The New York Times
May 8, 2003

As Crime and Politics Collide in Rio, City Cowers in Fear

By LARRY ROHTER
 

RIO DE JANEIRO, May 5 — The increasing boldness and strength of criminal gangs here in Brazil's showcase city is sowing alarm and impatience among the residents, who complain that political rivalries and bickering between the federal and local governments are blocking an effective response.

Heavily armed drug trafficking groups have been a serious problem for years in the squatter slums that offer a haven and a source of recruits. But in the last month the gangs have been attacking government buildings, shopping centers, hotels, buses and even the highways linking the city to the airport, virtually unchallenged, apparently in direct defiance of government authority.

"This city is immersed in an urban guerrilla war, promoted by armed and organized terrorist groups," the Brazilian Federal Police superintendent here, Marcelo Itagiba, warned recently. "They are ready to confront the reaction that is going to be coming from the state."

After a bus carrying 20 police officers was attacked last month because a drug trafficker objected to its presence in territory he controlled, the governor of the state of Rio de Janeiro, Rosinha Matheus, finally acted.

She fired the state public security secretary and replaced him with "the one who is most important to me, my husband," Anthony Garotinho, the former governor.

For Mr. Garotinho, a politician of national stature who is already thinking about a second run for president in 2006, the job has its risks. As the newsmagazine Isto É described the situation, "Either Garotinho does away with the bandits or the bandits do away with Garotinho."

Mr. Garotinho, 43, was elected governor of the state in 1998 and resigned to run in the presidential election last fall. In the first round of voting he finished third among the four principal candidates, with 15 million votes, and helped Ms. Matheus, a political novice, to be elected state governor. Then he helped Luiz Inácio Lula da Silva win more than 80 percent of the vote here in the presidential runoff.

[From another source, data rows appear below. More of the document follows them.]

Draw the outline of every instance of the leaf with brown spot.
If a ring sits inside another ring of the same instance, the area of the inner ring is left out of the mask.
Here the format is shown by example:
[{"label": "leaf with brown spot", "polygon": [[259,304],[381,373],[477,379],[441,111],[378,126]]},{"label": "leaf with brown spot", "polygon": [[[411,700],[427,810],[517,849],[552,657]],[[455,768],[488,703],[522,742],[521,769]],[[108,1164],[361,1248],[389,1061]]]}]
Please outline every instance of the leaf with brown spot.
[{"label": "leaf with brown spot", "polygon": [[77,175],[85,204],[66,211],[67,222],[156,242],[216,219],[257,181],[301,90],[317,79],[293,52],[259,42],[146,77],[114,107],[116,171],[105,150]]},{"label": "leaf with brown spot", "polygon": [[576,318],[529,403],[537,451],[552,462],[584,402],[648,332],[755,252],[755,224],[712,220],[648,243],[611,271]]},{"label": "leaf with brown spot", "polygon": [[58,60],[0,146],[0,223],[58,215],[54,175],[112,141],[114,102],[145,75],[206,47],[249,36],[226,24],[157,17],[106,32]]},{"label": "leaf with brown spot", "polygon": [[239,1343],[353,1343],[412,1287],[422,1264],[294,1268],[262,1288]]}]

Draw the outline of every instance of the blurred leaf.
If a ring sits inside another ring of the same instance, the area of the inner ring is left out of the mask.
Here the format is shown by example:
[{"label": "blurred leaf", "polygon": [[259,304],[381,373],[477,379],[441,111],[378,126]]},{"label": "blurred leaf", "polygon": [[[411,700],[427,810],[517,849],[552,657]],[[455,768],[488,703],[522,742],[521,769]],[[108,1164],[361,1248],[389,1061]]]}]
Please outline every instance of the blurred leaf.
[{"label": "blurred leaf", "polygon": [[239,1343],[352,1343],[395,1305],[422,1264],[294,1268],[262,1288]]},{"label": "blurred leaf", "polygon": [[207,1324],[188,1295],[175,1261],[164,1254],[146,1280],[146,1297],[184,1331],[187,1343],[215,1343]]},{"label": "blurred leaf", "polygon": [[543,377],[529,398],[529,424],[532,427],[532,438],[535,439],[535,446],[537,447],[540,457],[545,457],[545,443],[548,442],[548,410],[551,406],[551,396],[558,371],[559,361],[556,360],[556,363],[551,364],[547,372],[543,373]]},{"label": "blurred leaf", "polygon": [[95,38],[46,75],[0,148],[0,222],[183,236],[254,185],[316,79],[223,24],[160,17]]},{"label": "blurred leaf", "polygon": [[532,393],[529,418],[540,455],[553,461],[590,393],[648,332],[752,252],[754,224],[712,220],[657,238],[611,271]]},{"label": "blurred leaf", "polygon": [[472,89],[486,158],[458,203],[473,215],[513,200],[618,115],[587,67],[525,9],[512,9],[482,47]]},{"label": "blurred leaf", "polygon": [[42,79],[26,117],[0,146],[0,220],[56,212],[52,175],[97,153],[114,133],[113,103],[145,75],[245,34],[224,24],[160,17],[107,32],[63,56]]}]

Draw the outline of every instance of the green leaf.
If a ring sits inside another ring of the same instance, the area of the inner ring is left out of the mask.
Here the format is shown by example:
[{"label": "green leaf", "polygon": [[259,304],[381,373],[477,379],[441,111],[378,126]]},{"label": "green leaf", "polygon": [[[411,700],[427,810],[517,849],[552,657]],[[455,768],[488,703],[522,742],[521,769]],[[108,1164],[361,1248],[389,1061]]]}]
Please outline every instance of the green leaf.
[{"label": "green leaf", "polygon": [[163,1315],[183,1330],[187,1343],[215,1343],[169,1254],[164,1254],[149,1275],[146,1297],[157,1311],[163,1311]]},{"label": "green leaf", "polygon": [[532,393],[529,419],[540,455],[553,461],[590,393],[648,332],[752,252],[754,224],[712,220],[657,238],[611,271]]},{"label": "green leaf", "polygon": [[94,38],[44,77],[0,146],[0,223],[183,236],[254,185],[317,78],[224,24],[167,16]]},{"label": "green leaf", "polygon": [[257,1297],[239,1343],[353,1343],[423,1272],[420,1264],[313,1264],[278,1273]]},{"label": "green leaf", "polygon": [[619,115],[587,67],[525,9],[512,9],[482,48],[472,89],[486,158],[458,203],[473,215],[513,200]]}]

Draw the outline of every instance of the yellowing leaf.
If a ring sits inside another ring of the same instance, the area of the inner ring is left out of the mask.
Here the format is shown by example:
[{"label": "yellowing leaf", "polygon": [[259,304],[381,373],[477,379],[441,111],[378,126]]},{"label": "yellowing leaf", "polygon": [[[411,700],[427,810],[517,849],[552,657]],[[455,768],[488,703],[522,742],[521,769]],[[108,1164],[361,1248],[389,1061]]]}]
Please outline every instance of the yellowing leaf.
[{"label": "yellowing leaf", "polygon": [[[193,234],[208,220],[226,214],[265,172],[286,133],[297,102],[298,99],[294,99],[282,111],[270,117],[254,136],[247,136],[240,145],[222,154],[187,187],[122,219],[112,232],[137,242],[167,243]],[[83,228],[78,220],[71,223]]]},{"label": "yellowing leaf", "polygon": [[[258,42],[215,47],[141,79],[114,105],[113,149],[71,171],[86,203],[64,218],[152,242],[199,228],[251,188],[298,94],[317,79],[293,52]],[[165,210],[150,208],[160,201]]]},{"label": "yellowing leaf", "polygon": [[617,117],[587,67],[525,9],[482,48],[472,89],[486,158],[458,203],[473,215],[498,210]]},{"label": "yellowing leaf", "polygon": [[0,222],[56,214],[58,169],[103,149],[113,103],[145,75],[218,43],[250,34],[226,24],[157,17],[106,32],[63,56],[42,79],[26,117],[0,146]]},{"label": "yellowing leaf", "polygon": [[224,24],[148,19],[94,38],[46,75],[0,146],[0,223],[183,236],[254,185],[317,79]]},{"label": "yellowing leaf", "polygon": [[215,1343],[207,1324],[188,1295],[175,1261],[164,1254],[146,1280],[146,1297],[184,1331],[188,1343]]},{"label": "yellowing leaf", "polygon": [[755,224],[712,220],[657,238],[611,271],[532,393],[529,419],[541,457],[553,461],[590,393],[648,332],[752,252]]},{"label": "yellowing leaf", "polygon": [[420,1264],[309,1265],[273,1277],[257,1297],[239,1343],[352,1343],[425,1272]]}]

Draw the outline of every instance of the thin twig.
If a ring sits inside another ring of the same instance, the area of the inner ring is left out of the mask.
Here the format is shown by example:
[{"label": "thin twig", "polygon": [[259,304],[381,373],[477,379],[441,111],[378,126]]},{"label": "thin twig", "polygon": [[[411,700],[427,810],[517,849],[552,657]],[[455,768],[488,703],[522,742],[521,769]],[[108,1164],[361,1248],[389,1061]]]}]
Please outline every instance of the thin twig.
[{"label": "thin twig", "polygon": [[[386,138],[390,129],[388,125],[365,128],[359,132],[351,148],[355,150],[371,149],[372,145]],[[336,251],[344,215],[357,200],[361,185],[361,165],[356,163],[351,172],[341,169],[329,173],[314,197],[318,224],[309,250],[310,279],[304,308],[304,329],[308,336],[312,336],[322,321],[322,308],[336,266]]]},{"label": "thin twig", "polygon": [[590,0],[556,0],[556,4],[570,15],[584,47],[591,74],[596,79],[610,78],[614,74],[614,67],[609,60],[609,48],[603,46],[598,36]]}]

But after Mr. da Silva took office in January, Mr. Garotinho's camp was largely passed over for cabinet and other government posts, and he and his wife have sniped at Mr. da Silva since then. One result has been a notable lack of trust between the governments and of coordination in combating the crime wave.

"Even the walls of police stations know that representatives of the federal government and the state authorities aren't speaking the same language," the columnist Helena Chagas wrote last month in the daily newspaper O Globo. "In the meantime, the level of audacity of organized crime, which readily senses this butting of heads, rises daily."

In February, just before Carnival, Ms. Matheus requested army units to patrol the streets and challenge the drug gangs. Local news reports said she wanted troops to remain indefinitely, but the federal government refused when she would not agree to a series of policy changes.

Since then, the Brazilian press has been filled with reports that the national authorities in the capital, Brasília, are considering a direct federal intervention in the state government.

The Brazilian Constitution permits such a step under certain circumstances, but there would be some strong opposition, and under the law the action would freeze a proposed nationwide tax and social security reform plan.

The police and intelligence officials say much of the violence is the work of the country's most notorious drug trafficker, Luiz Fernando da Costa, nicknamed Fernandinho Beira-Mar, or Little Freddy Seashore.

He was captured in 2001 in Colombia, where he had taken refuge with left-wing guerrillas, and was imprisoned here but exercised authority from his cell until prison conditions were recently made more rigorous for him and other gang bosses.

Brazil does not have a federal prison system, so Mr. da Silva's government temporarily moved Mr. da Costa to São Paulo and then, when the authorities there demanded that he move on, tried to dump him on some of the country's poorest and most remote states. In each case, there were public protests, and the federal government was forced to pay off a small state to put him in a prison.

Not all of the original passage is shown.